In the future, the Lower Saxony state police will work with a cyberguide. This software is intended to help officers write targeted reports of cybercrimes and exhaust all possible immediate measures.
Assistance program for report writing
At its core, the software now being presented is an assistance program for the creation of criminal reports. The Lower Saxony police pointed out during the presentation that the program is primarily intended for police officers who do not usually deal with cybercrime. It offers them the possibility of writing a targeted report without in-depth specialist knowledge – and this is necessary in order to be able to initiate promising investigations. In addition, the program is supposed to automatically recognize all available immediate measures so that they are not not used out of ignorance. In the case of cybercrime, this often includes the reversal of unauthorized charges. If the officers handling the report are not aware of this option, it has not been used to date. This is where the assistance program is supposed to step in in the future. In this regard, the Lower Saxony Ministry of the Interior speaks of clever questions and an integrated pilot function.
Test phase successfully completed
The software was tested in eleven inspections in the state. It has now been in use throughout Lower Saxony since May. However, Interior Minister Pistorius dampened expectations of the assistance program in the process, saying it would not solve any cases, but would be an important aid. It was also pointed out that high-quality recording of reports often makes time-consuming follow-up investigations superfluous. Police work could thus become more effective.

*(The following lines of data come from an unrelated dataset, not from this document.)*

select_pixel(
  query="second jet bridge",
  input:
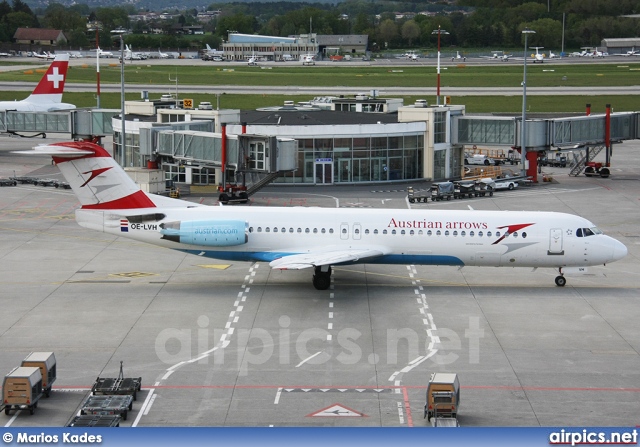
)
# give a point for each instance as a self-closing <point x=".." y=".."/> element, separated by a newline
<point x="592" y="133"/>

According to the Lower Saxony Ministry of the Interior, the assistance program is primarily a reaction to the dynamics of cybercrime: Crime on the Internet is not only growing steadily, but is also developing at an enormous speed. There is evidence that the extent of cybercrime and the damage it causes are increasing. The program, which to all appearances is not overly ambitious technically and cost a mere 200,000 euros to develop, was commented on by Pistorius in this context as follows: “If criminals are taking advantage of the digital world, we too must develop creative and advanced digital methods to better investigate.” The project is better classified when viewed against the backdrop of the problems faced by German police forces: Within an organization that is overwhelmed with evaluating seized data, the introduction of a structured ad intake program actually seems almost revolutionary.
By all accounts, it is being well received by state police departments: The development team has already received inquiries from other countries expressing interest in the program, he said.